After almost four years of intimacy Alex “vanishes without
leaving even a murky underwater view. She had no idea that after
a liaison of half a decade she could be responsible for subtracting
him from her life so completely.” But she is more surprised
to learn during their reconciliation how resilient their love
is and how much their differences unite them.

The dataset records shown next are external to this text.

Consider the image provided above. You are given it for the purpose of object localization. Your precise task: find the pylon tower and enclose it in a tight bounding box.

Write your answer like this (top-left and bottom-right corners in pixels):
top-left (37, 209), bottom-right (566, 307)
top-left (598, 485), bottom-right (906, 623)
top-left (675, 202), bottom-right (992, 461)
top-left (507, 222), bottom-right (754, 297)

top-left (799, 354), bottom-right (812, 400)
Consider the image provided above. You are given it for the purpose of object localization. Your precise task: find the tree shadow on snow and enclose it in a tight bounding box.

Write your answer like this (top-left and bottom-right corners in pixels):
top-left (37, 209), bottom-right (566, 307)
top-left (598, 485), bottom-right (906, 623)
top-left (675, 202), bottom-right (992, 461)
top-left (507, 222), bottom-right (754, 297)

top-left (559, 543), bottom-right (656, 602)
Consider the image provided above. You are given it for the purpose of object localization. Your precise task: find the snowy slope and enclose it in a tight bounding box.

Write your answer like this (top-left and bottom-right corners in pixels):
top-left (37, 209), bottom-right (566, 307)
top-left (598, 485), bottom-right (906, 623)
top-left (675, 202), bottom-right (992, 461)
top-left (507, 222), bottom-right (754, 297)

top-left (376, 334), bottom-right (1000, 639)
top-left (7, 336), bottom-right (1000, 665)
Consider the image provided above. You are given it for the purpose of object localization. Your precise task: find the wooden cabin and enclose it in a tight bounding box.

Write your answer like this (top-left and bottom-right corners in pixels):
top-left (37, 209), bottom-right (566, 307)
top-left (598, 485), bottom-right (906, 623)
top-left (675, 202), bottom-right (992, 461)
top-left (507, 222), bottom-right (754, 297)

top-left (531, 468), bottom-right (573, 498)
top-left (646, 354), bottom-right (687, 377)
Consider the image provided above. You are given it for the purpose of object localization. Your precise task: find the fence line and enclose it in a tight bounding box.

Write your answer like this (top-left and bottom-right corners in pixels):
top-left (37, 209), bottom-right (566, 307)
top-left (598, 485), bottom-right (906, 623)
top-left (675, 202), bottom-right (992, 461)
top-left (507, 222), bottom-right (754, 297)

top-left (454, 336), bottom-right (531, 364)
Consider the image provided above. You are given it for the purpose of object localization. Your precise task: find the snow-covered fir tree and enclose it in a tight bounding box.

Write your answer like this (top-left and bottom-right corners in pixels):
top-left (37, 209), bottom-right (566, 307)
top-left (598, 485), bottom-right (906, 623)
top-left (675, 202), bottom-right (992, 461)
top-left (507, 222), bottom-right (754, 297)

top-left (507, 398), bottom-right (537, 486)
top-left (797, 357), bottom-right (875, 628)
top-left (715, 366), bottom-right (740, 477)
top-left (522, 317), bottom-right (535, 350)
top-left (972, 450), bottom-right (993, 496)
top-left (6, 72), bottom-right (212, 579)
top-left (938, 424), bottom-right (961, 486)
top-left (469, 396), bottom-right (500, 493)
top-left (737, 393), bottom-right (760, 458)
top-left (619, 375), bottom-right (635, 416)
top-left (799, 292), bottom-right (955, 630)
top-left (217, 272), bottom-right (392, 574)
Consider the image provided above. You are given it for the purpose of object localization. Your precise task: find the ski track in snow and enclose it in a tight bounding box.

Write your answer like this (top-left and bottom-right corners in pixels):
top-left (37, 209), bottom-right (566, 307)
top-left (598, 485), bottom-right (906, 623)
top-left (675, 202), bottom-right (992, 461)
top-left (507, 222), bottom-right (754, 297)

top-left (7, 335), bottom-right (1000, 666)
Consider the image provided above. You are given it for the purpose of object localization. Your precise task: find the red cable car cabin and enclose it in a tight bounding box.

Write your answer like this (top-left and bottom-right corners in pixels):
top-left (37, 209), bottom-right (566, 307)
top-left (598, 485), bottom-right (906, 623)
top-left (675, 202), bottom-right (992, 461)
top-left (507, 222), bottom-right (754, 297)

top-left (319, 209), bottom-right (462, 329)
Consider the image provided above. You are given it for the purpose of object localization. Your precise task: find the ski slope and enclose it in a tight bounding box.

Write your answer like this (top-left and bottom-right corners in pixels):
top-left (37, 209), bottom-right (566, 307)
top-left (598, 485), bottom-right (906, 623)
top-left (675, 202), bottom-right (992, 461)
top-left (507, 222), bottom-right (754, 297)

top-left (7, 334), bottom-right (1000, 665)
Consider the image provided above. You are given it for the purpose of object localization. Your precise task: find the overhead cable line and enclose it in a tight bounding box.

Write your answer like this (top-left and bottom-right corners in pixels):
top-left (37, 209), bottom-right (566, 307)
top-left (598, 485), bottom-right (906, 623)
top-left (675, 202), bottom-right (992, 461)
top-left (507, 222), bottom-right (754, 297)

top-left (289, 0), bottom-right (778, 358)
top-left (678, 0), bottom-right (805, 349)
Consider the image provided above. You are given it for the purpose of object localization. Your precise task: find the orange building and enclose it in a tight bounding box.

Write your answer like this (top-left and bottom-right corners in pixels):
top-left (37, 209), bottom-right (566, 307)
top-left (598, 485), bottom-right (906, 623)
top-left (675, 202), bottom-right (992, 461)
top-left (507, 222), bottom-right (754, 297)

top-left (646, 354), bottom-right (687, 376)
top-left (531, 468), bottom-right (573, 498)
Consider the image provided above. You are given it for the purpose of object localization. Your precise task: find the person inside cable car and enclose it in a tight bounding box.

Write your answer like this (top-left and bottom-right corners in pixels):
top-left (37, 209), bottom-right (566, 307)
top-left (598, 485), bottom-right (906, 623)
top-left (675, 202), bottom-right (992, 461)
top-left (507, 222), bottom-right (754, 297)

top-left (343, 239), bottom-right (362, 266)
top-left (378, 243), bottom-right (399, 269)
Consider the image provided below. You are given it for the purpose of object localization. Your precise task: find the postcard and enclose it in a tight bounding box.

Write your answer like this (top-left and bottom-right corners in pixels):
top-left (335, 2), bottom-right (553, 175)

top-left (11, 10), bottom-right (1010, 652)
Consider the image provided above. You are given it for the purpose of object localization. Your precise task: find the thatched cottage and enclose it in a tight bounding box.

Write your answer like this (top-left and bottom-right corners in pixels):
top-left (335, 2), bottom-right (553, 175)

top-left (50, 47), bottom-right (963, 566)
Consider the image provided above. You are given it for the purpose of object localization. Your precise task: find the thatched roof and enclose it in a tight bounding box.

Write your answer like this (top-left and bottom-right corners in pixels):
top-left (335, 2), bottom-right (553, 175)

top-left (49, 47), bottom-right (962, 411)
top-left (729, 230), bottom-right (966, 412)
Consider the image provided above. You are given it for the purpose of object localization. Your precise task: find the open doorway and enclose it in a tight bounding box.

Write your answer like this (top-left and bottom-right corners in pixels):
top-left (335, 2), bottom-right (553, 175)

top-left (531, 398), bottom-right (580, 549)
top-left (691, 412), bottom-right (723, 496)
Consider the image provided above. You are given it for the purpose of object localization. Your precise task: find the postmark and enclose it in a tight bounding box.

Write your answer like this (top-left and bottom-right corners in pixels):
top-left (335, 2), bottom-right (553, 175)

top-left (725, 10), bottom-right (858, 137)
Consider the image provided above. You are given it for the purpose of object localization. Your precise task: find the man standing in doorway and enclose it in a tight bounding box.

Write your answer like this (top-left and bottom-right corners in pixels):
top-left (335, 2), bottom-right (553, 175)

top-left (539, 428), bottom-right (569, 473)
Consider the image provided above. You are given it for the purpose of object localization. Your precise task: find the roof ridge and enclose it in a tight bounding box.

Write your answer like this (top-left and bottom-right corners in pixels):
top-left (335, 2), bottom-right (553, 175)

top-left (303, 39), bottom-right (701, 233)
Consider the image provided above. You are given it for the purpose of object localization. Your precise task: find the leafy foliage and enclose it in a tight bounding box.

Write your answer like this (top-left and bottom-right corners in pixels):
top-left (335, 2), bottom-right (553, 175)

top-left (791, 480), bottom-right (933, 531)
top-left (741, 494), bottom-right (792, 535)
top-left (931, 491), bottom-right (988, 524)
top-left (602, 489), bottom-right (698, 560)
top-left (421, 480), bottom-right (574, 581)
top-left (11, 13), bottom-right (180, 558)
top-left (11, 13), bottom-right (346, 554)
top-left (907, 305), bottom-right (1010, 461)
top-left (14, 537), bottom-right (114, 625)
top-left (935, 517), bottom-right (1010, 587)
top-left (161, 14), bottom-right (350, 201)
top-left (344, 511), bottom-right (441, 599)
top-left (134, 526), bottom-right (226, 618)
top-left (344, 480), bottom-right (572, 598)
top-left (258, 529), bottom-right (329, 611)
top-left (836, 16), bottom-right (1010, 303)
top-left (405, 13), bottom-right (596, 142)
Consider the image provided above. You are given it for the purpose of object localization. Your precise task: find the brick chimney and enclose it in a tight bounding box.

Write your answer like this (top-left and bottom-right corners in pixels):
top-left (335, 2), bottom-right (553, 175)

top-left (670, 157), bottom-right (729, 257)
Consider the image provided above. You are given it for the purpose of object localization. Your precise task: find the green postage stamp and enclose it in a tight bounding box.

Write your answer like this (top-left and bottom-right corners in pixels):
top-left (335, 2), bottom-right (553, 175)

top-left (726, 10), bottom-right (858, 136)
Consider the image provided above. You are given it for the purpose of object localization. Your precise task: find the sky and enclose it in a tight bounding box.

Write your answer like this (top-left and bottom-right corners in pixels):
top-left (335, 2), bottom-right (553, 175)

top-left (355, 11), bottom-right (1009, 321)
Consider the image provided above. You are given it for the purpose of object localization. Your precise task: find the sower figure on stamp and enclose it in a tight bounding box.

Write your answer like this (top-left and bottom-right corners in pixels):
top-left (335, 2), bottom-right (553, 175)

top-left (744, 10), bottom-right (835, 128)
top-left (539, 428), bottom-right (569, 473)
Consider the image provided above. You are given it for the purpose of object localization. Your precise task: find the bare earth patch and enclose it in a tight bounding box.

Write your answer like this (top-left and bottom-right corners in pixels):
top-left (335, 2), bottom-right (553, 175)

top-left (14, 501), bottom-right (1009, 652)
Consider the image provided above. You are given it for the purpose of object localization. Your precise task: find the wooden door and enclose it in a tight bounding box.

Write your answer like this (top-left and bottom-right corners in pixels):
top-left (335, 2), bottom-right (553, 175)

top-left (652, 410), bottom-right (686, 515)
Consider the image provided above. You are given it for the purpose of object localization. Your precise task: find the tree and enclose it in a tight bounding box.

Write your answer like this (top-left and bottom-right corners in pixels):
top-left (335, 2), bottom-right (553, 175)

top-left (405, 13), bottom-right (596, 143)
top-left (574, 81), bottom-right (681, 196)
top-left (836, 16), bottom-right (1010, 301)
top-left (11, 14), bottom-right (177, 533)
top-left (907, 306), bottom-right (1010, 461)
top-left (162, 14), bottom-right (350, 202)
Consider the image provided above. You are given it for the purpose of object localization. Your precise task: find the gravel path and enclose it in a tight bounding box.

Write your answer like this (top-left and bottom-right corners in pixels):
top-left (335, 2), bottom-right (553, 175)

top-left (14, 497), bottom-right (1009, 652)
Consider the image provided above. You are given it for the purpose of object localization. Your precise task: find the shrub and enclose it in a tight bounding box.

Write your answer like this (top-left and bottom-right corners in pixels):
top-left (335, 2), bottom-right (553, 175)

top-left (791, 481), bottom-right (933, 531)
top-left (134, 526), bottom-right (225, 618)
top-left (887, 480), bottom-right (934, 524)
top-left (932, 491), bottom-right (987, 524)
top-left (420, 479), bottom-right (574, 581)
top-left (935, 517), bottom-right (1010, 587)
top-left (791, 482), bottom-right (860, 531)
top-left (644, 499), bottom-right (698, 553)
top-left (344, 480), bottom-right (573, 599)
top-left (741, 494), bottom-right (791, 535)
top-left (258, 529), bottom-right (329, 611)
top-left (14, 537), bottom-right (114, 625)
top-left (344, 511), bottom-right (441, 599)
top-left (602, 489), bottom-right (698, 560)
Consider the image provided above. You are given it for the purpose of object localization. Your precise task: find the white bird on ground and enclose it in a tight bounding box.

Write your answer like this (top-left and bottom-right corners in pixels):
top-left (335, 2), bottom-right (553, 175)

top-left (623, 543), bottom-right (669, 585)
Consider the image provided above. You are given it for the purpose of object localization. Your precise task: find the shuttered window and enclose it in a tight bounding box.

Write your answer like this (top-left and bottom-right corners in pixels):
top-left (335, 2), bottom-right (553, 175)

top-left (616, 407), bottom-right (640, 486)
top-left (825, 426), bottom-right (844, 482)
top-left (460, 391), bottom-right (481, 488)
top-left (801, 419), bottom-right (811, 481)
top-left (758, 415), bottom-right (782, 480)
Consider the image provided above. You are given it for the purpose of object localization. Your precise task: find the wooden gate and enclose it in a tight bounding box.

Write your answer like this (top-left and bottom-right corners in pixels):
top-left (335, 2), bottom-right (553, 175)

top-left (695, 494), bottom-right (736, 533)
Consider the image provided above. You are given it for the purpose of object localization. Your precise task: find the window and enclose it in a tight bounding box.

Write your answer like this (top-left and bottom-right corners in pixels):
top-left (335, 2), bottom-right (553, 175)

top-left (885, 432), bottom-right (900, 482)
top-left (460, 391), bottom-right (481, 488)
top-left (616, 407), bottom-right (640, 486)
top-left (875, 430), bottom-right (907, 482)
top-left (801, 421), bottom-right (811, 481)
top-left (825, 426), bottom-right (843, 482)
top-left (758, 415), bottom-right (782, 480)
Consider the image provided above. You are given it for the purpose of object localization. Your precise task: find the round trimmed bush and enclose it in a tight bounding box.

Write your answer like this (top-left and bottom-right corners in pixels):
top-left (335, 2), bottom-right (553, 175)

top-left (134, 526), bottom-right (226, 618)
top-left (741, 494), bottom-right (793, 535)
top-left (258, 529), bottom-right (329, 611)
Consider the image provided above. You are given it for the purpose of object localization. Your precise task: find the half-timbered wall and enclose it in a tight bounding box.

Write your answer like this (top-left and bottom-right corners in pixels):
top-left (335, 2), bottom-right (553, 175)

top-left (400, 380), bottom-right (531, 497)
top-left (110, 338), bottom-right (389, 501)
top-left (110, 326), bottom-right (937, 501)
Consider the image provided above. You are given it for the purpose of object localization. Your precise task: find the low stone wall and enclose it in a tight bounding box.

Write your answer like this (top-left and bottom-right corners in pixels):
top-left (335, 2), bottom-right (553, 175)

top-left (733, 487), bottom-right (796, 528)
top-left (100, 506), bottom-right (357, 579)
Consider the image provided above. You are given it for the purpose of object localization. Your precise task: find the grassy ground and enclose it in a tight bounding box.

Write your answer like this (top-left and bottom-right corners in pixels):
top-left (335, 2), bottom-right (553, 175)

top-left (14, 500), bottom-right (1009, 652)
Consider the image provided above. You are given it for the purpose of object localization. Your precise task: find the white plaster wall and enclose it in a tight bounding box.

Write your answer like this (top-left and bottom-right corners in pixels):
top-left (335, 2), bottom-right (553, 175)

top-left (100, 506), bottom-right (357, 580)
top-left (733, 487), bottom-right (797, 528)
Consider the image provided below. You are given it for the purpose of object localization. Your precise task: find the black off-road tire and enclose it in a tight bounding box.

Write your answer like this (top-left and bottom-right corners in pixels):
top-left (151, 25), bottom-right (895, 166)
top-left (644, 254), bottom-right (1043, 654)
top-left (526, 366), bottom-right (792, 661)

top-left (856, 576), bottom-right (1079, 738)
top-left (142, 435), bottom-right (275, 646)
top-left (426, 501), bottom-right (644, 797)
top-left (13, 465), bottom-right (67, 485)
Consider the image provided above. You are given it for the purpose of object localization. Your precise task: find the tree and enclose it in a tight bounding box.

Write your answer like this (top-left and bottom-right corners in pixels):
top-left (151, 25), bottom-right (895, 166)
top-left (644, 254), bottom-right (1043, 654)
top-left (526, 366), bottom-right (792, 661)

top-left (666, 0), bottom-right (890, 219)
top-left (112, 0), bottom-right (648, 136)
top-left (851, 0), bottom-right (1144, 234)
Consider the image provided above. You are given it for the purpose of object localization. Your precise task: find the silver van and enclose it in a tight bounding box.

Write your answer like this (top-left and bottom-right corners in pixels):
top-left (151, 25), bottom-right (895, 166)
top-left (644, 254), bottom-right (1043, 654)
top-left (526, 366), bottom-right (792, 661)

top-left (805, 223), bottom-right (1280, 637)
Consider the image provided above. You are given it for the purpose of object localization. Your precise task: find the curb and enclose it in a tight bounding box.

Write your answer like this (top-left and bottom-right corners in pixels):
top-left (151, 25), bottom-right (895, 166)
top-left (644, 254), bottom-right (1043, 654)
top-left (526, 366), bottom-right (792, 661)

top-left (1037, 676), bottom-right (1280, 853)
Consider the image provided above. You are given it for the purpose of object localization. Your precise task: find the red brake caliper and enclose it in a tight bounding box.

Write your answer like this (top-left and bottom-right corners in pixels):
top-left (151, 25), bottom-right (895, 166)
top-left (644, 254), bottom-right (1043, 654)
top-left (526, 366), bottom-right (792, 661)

Lauren marries Alex and quickly becomes pregnant. Childbearing
haunts her with memories from her childhood: her aunt doing the
“ring test” on her mother for a child who was never
born, and of her sister frightening her with her urgent comforting,
"you're our baby now.”
Soon Lauren is a mother of three and her musical mode of self-expression
slips away. She misses the transcendent energy that her music
brought to her life, but now her energy naturally circles around
her offspring. Unfortunately, “she didn't see Alex as a
full part of that circle; he was a satellite and chose to connect
or disconnect at will.”
The themes of memory and loves resilience continue when Lauren’s
career-driven sister, Pamela, fears carrying through with an unwanted
pregnancy. Pamela’s lover wants to raise the baby and, in
desperation, he urges Lauren to confront her sister. Echoing their
grandfather's disappearance years ago, Pamela also runs away.
On her return, Pamela tells Lauren about journeying to the backyard
of their grandparents' house in Gairloch, kneeling on the floor
of the playhouse with little thought to the new owners, and being
transported back in time. "I could see all of us, piled in
there at Christmas time in our snowsuits, peeling mandarin oranges
and eating tarts, acting out some crazy tea party.” Lauren
understands what her sister means when she whispers, “That
wasn't very long ago, Laurie, really it wasn't."
Lauren and Alex’s love is put to a final test when their
small son falls from a jungle gym and lies unconscious in the
damp summer grass. He recovers, but the accident impels Lauren
and Alex to reconnect and search for a state of grace. While the
children sleep, Lauren finds solace at the piano again. Uplifted
by a sense of completeness, she surrenders herself to a state
of synchronicity with her music.
The final scene of Remember This? dramatizes the power
of memory and love as Lauren is reunited with Angela. The two
women share memories of their seven-year-old selves among the
branches of her cousin’s tree fort – poised halfway
between heaven and earth – their legs kicking out over the
hollyhocks, high above Angela’s mother’s garden.